4. Feedback wordt gegeven volgens onderstaande procedure.

De examinator geeft zijn oordeel over het aangeboden stuk, waarbij zoveel mogelijk toegelicht wordt hoe hij of zij tot het oordeel gekomen is, en op welke wijze de student zich verder kan ontwikkelen.

5. De student heeft te allen tijde toegang tot zijn studiepuntenoverzicht in ProgressWWW. Resultaten zijn uiterlijk vijf werkdagen na bekendmaking ingevoerd in ProgressWWW. De student kan een

resultatenoverzicht uitprinten en deze via het STudenten Informatie Punt (STIP) laten waarmerken (stempel en geregistreerde handtekening) zodat hier rechten aan ontleend kunnen worden.

Artikel 26 Verhindering van deelname aan toetsen

1. Indien de student heeft gehandeld conform de in artikel 22 beschreven aanmeldingsprocedure maar door overmacht verhinderd is aan de toets deel te nemen, dit ter beoordeling van de

examencommissie, dan kan hij een verzoek indienen om de toets alsnog binnen een te stellen termijn af te leggen.

2. Het verzoek als bedoeld in het voorgaande lid wordt schriftelijk, onder overlegging van de nodige bewijsstukken, ingediend bij de examencommissie (zie artikel 38, lid 3).
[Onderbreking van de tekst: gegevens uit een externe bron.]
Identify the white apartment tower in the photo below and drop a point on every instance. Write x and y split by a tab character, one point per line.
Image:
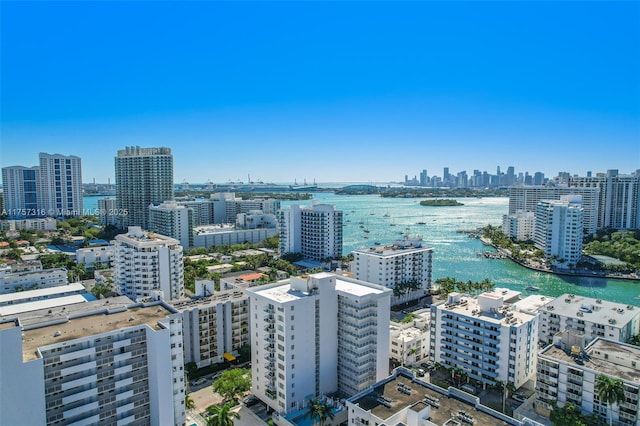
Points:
588	317
485	338
60	189
314	231
20	191
619	198
99	363
172	220
315	335
520	225
404	266
215	327
559	229
108	213
526	198
148	265
144	176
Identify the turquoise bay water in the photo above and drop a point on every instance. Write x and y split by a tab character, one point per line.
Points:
455	254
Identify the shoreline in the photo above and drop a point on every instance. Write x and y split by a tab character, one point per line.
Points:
593	274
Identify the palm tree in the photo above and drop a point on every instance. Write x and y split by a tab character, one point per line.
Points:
319	411
188	402
611	391
221	415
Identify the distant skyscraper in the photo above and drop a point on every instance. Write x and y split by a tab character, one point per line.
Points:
60	191
20	191
424	178
144	176
52	189
619	206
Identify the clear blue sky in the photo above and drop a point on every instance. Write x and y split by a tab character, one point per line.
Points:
332	91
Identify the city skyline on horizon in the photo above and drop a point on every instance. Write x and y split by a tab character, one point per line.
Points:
364	92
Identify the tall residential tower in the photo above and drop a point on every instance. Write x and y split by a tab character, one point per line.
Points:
144	176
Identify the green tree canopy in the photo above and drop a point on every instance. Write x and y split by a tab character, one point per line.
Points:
233	383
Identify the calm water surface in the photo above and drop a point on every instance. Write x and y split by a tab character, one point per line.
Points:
455	254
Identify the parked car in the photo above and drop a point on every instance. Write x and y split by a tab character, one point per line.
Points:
250	400
518	397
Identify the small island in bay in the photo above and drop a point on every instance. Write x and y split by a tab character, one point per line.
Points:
440	202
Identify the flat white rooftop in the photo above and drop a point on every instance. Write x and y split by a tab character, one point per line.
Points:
356	289
41	292
593	310
41	304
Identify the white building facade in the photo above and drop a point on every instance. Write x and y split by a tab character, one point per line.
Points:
526	198
172	220
144	176
589	317
93	365
404	266
60	189
559	229
92	256
148	265
315	335
214	326
315	232
520	225
485	338
20	192
11	281
565	377
618	201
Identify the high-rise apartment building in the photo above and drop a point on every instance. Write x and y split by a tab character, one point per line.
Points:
60	189
526	198
559	229
315	335
404	266
485	337
144	176
20	191
215	326
148	265
108	213
102	362
314	231
172	220
619	195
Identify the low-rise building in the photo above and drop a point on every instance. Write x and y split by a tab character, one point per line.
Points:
12	278
93	256
569	374
19	297
403	399
101	362
485	337
589	317
316	335
220	235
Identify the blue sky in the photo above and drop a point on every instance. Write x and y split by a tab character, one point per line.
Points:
333	91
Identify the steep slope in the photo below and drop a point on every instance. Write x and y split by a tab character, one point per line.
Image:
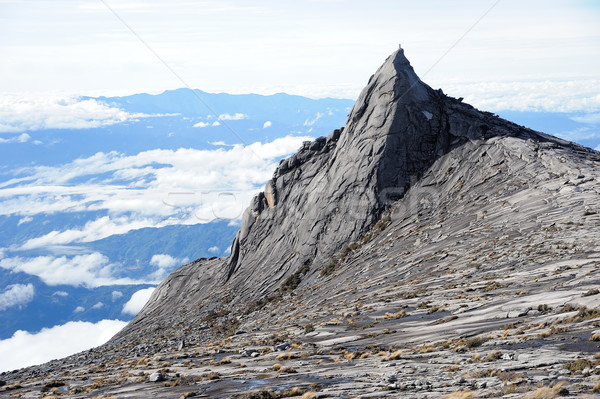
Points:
426	248
334	190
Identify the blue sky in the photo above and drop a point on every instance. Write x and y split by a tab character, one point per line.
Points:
498	54
315	48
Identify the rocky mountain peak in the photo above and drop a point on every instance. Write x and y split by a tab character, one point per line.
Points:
425	232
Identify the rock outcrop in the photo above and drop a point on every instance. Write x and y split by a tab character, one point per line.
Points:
425	248
333	191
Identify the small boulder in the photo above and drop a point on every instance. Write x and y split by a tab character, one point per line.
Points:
281	347
156	377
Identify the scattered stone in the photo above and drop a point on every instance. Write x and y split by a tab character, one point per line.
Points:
281	347
156	377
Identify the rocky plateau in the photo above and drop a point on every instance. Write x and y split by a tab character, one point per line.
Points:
427	249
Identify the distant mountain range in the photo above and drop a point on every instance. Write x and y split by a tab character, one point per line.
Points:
101	197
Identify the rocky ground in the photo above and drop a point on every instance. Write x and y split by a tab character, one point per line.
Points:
384	348
481	280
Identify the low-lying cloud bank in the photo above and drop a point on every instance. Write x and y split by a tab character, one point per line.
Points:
25	349
27	113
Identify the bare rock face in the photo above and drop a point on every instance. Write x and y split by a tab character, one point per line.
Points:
403	143
426	249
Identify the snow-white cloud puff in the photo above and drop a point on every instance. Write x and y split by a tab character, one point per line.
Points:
164	264
16	295
139	192
591	118
549	96
93	230
137	301
22	113
25	349
21	138
235	117
214	250
25	219
89	270
311	122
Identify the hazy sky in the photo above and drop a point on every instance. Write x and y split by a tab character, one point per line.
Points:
315	48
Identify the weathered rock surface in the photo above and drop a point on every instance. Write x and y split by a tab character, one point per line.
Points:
426	248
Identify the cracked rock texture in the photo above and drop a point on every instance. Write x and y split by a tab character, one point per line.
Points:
425	249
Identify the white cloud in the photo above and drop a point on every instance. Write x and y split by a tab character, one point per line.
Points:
91	231
20	113
137	193
16	295
165	263
310	122
137	301
26	219
162	260
22	138
214	250
235	117
90	270
25	349
550	96
592	119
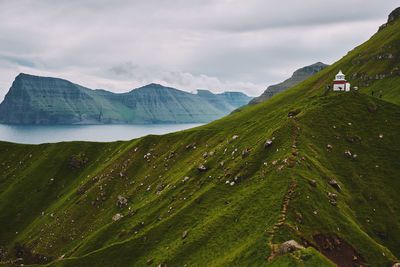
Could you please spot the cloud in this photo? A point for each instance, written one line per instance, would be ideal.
(212, 44)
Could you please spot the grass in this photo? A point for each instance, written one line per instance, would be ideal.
(239, 225)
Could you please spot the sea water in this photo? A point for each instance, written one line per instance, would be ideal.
(37, 134)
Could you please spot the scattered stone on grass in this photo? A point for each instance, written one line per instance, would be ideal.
(117, 216)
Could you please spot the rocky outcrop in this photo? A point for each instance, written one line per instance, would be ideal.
(297, 77)
(43, 100)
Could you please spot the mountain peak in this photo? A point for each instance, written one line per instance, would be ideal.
(393, 16)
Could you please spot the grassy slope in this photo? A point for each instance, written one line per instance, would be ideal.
(226, 225)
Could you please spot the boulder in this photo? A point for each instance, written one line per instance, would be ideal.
(267, 143)
(293, 113)
(333, 196)
(335, 185)
(347, 154)
(202, 168)
(371, 108)
(245, 153)
(289, 246)
(117, 216)
(184, 234)
(191, 146)
(122, 201)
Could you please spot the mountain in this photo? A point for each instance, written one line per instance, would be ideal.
(42, 100)
(297, 77)
(306, 178)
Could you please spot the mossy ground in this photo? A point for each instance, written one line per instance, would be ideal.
(65, 212)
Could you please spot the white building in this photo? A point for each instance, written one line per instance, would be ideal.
(340, 84)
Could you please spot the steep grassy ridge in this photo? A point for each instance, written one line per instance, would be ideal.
(329, 180)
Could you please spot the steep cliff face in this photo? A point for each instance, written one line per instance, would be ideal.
(42, 100)
(237, 190)
(297, 77)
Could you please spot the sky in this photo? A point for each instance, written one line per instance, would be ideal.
(219, 45)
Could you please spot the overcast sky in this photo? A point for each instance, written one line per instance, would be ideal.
(237, 45)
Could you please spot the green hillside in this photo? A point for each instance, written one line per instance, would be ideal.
(44, 100)
(297, 77)
(315, 167)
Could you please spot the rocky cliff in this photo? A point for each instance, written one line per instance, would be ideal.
(43, 100)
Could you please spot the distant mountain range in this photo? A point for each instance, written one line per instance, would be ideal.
(297, 77)
(44, 100)
(306, 178)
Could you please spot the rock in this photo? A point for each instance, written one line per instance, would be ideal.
(331, 195)
(122, 201)
(333, 202)
(184, 234)
(202, 168)
(245, 153)
(347, 154)
(289, 246)
(293, 113)
(313, 183)
(117, 216)
(267, 143)
(329, 147)
(335, 185)
(371, 108)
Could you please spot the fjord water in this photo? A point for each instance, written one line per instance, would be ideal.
(37, 134)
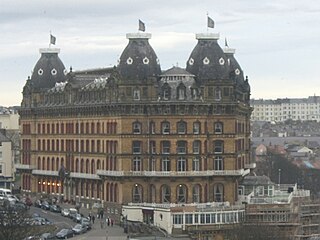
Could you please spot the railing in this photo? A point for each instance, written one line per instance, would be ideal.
(240, 172)
(24, 166)
(45, 172)
(198, 206)
(84, 175)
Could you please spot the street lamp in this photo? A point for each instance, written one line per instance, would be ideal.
(279, 177)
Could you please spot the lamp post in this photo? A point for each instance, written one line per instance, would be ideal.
(279, 177)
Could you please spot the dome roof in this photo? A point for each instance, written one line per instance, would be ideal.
(207, 60)
(235, 71)
(48, 70)
(138, 61)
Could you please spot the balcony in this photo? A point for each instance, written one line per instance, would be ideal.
(84, 175)
(24, 166)
(45, 173)
(240, 172)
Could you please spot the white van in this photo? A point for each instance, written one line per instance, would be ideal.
(4, 192)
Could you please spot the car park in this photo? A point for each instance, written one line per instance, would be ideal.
(45, 205)
(65, 212)
(47, 236)
(85, 221)
(65, 233)
(79, 229)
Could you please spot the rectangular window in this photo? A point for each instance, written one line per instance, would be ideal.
(196, 128)
(182, 165)
(177, 219)
(165, 165)
(196, 164)
(136, 164)
(136, 94)
(181, 147)
(165, 148)
(136, 147)
(188, 219)
(165, 128)
(152, 145)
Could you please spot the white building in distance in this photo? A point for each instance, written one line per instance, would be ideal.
(283, 109)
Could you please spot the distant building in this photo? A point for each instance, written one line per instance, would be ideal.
(6, 161)
(280, 110)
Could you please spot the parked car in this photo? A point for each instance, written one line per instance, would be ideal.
(47, 236)
(55, 208)
(45, 205)
(79, 229)
(37, 203)
(65, 212)
(85, 221)
(65, 233)
(72, 213)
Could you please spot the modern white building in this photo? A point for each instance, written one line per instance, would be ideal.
(280, 110)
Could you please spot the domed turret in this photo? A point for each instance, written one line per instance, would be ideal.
(48, 70)
(138, 61)
(207, 60)
(235, 71)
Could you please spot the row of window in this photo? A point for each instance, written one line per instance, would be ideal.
(77, 165)
(166, 195)
(181, 127)
(181, 164)
(224, 217)
(73, 128)
(92, 146)
(181, 147)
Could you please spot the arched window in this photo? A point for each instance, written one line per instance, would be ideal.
(217, 94)
(136, 127)
(181, 127)
(137, 193)
(196, 193)
(181, 193)
(87, 166)
(165, 127)
(152, 192)
(196, 147)
(218, 191)
(218, 163)
(218, 127)
(218, 146)
(92, 166)
(181, 92)
(165, 194)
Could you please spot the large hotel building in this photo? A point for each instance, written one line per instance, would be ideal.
(167, 147)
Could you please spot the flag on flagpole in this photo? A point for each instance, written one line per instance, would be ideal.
(210, 22)
(142, 27)
(52, 39)
(225, 42)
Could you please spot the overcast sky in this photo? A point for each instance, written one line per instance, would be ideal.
(277, 42)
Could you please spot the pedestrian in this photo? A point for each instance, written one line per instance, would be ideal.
(101, 224)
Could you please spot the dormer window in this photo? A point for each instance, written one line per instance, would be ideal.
(136, 94)
(181, 92)
(217, 94)
(136, 127)
(165, 126)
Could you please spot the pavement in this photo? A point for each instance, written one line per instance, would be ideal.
(100, 230)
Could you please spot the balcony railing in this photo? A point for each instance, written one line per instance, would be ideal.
(84, 175)
(24, 166)
(240, 172)
(45, 172)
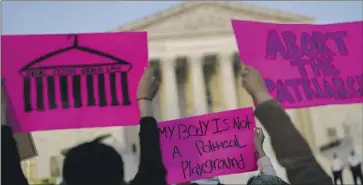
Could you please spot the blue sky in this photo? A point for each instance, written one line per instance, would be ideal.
(21, 17)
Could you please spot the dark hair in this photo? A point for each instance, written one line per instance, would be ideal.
(93, 163)
(249, 182)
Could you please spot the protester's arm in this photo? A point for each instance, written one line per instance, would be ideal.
(264, 164)
(151, 168)
(292, 151)
(11, 173)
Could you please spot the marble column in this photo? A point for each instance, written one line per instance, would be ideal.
(198, 85)
(170, 88)
(227, 81)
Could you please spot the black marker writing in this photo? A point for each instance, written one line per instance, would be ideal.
(176, 151)
(312, 53)
(204, 127)
(213, 146)
(209, 166)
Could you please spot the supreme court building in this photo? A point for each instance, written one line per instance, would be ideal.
(193, 49)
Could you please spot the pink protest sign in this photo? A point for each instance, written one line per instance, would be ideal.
(305, 65)
(73, 81)
(209, 145)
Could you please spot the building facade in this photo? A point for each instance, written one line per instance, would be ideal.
(193, 49)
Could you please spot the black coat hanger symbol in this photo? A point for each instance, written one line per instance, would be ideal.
(76, 82)
(77, 47)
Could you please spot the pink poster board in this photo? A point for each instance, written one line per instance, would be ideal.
(208, 145)
(305, 65)
(73, 81)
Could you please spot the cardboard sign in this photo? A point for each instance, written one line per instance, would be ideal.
(305, 65)
(209, 145)
(73, 81)
(24, 141)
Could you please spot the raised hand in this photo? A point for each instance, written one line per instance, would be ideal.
(254, 84)
(148, 85)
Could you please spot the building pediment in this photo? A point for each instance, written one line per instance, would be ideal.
(198, 16)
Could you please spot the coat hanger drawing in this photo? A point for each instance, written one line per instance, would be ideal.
(75, 46)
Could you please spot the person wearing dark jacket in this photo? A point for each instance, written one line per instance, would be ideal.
(293, 153)
(94, 163)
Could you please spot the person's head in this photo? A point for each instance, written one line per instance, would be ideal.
(93, 163)
(266, 180)
(250, 180)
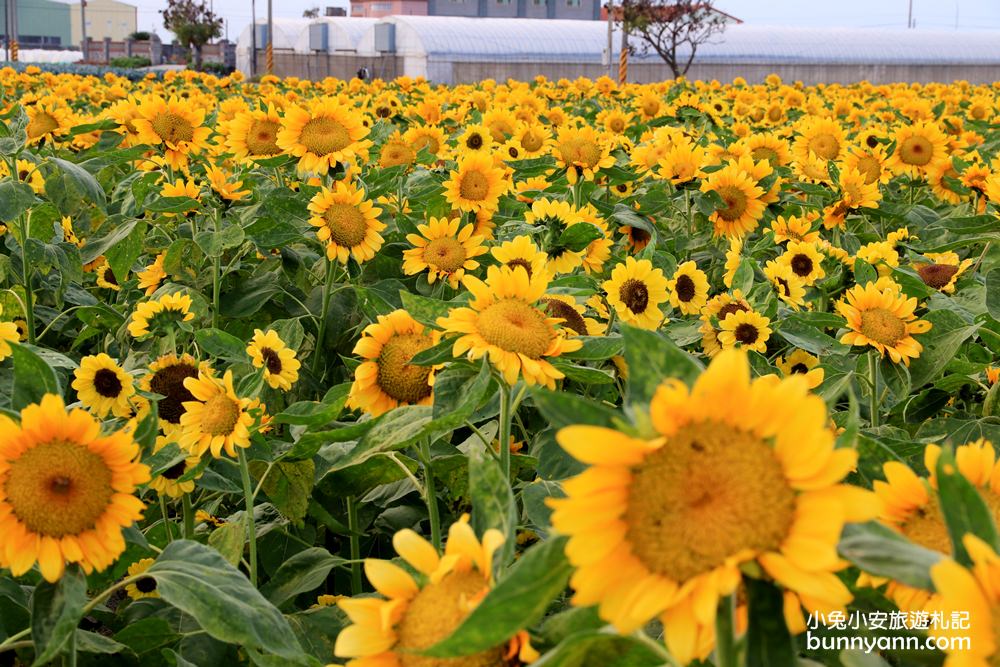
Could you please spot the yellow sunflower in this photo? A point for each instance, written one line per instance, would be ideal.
(346, 222)
(268, 351)
(883, 319)
(65, 490)
(217, 419)
(445, 249)
(636, 290)
(503, 322)
(662, 527)
(103, 386)
(421, 609)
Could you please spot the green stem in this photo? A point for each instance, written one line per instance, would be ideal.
(251, 528)
(355, 539)
(430, 494)
(725, 638)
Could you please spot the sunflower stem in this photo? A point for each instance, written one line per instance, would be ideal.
(355, 539)
(873, 381)
(251, 528)
(725, 637)
(430, 494)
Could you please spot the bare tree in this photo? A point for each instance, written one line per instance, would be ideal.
(194, 24)
(674, 29)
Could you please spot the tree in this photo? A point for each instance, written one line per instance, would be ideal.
(674, 29)
(194, 24)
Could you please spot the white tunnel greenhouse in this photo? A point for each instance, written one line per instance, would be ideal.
(448, 49)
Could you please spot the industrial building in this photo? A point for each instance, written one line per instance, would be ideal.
(452, 49)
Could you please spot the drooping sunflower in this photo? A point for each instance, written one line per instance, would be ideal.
(217, 419)
(65, 490)
(157, 314)
(476, 185)
(883, 319)
(688, 289)
(323, 134)
(347, 222)
(445, 249)
(268, 351)
(504, 322)
(103, 386)
(662, 527)
(636, 290)
(419, 610)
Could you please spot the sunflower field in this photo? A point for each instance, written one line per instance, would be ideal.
(560, 373)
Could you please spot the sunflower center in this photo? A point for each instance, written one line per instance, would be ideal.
(735, 201)
(916, 151)
(445, 254)
(58, 488)
(433, 614)
(403, 381)
(685, 289)
(322, 136)
(825, 145)
(272, 362)
(220, 415)
(262, 137)
(516, 326)
(474, 186)
(571, 319)
(346, 223)
(710, 493)
(882, 326)
(169, 381)
(172, 128)
(937, 275)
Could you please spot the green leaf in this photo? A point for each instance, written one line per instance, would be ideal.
(882, 552)
(303, 572)
(518, 601)
(195, 579)
(963, 508)
(56, 610)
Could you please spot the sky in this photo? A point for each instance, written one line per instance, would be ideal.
(928, 14)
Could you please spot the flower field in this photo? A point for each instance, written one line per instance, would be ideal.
(562, 373)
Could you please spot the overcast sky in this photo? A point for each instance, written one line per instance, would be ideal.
(936, 14)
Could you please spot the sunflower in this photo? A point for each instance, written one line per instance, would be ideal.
(386, 378)
(347, 222)
(217, 419)
(268, 351)
(103, 387)
(421, 609)
(942, 270)
(883, 319)
(662, 527)
(476, 185)
(688, 289)
(173, 124)
(521, 251)
(65, 490)
(323, 134)
(745, 329)
(581, 152)
(166, 311)
(742, 205)
(254, 134)
(445, 249)
(918, 148)
(636, 290)
(503, 322)
(144, 587)
(801, 362)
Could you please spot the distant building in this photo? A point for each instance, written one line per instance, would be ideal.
(40, 23)
(105, 18)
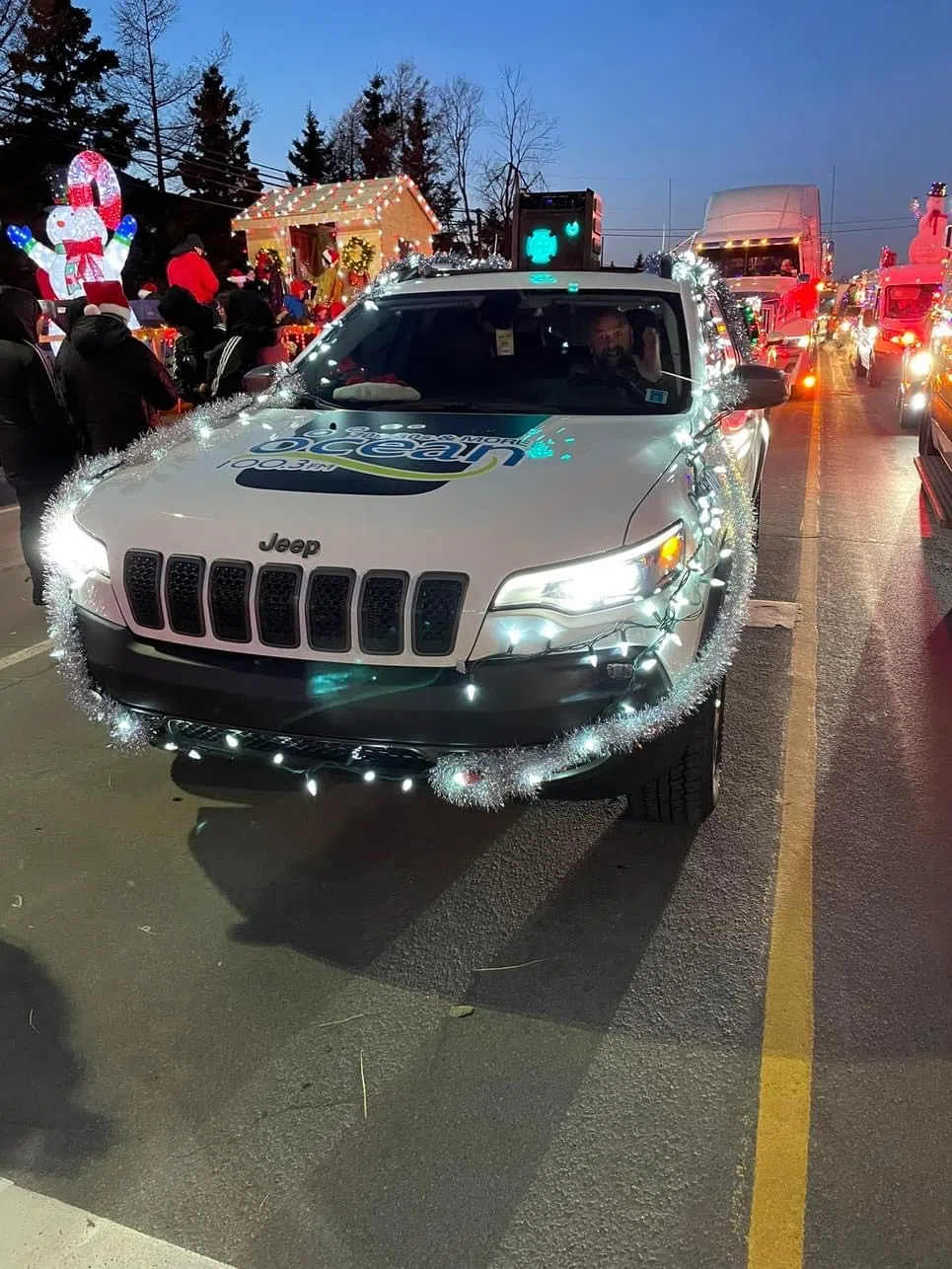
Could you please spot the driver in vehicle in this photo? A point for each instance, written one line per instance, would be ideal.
(625, 355)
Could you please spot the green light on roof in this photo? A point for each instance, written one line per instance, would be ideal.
(541, 247)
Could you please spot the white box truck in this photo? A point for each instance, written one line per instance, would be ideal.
(767, 243)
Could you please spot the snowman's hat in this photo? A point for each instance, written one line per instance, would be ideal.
(107, 298)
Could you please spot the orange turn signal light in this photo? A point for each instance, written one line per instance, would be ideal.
(671, 553)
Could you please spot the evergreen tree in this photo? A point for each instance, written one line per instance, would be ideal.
(60, 93)
(345, 140)
(310, 158)
(217, 165)
(420, 154)
(380, 128)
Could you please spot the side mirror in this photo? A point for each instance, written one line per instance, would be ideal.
(762, 387)
(259, 380)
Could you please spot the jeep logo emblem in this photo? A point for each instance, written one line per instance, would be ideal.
(305, 547)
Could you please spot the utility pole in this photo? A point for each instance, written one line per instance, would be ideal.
(669, 207)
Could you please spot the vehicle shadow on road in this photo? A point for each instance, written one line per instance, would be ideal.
(336, 878)
(43, 1130)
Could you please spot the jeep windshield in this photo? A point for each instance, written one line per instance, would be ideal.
(505, 351)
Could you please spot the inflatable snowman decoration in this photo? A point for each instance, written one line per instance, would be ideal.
(81, 249)
(928, 247)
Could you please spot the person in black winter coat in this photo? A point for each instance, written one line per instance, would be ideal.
(111, 382)
(198, 334)
(251, 340)
(37, 443)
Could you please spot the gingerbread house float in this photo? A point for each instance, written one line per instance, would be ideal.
(368, 223)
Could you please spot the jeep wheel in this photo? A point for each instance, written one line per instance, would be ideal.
(687, 792)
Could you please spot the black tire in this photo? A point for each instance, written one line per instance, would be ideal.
(687, 792)
(926, 446)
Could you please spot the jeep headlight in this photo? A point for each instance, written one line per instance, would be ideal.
(605, 581)
(920, 364)
(74, 553)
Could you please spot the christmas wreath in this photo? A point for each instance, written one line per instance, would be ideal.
(357, 256)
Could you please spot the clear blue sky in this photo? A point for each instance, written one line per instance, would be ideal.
(709, 96)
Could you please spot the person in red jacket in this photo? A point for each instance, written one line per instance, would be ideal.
(188, 267)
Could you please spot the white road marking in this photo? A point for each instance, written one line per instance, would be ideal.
(39, 1232)
(26, 653)
(773, 612)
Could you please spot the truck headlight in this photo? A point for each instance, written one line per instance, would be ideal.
(71, 551)
(608, 580)
(920, 364)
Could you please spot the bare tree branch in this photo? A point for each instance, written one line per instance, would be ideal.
(460, 115)
(526, 140)
(10, 18)
(155, 92)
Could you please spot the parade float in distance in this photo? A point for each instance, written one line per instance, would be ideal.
(897, 307)
(767, 243)
(367, 567)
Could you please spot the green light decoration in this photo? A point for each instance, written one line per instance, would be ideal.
(541, 247)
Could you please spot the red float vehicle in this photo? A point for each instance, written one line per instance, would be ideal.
(898, 310)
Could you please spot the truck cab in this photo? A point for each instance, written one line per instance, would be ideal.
(767, 244)
(895, 319)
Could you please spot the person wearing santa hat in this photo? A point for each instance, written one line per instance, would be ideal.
(111, 382)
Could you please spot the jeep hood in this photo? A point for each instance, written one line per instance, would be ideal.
(403, 490)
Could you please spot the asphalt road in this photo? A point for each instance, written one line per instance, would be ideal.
(199, 986)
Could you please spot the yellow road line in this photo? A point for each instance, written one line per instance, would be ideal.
(778, 1205)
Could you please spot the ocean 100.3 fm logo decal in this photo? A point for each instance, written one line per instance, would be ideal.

De examencommissie beoordeelt en deelt haar beslissing schriftelijk aan betrokkene mede. Indien de beslissing positief is, houdt deze tevens in een opgave van datum, tijdstip en plaats van de nieuwe gelegenheid. Indien de beslissing negatief is, worden de redenen van afwijzing vermeld en wordt de student gewezen op zijn beroepsmogelijkheid. Belemmering van de studievoortgang en de persoonlijke omstandigheden van de student zijn voor de examencommissie de belangrijkste aspecten waarop het verzoek wordt getoetst.

3. Wanneer een dergelijk verzoek betrekking heeft op een toets binnen een Fontysbrede minor richt de student dit verzoek tot de examencommissie van het penvoerend instituut dat de minor verzorgt, zoals vermeld in de minorregeling van de minor.

Artikel 27 Verzoek tot herziening

1. Wanneer een student het niet eens is met een beoordeling heeft hij de mogelijkheid een verzoek tot herziening van de beoordeling in te dienen bij de examencommissie binnen 4 werkweken na datum van de beoordeling (zie artikel 38, lid 3 van deze OER en artikel 44 van het Studentenstatuut). De examencommissie doet vervolgens uiterlijk binnen 4 werkweken uitspraak.

2. Een student heeft ook de mogelijkheid om binnen 6 kalenderweken na datum van de beoordeling rechtstreeks een beroep in te dienen bij het College van beroep voor de examens via

www.fontys.nl/studentenloket (zie artikel 45 en 46 van het Studentenstatuut).

Artikel 28 Herkansing

1. Een toets wordt minimaal twee keer per studiejaar aangeboden.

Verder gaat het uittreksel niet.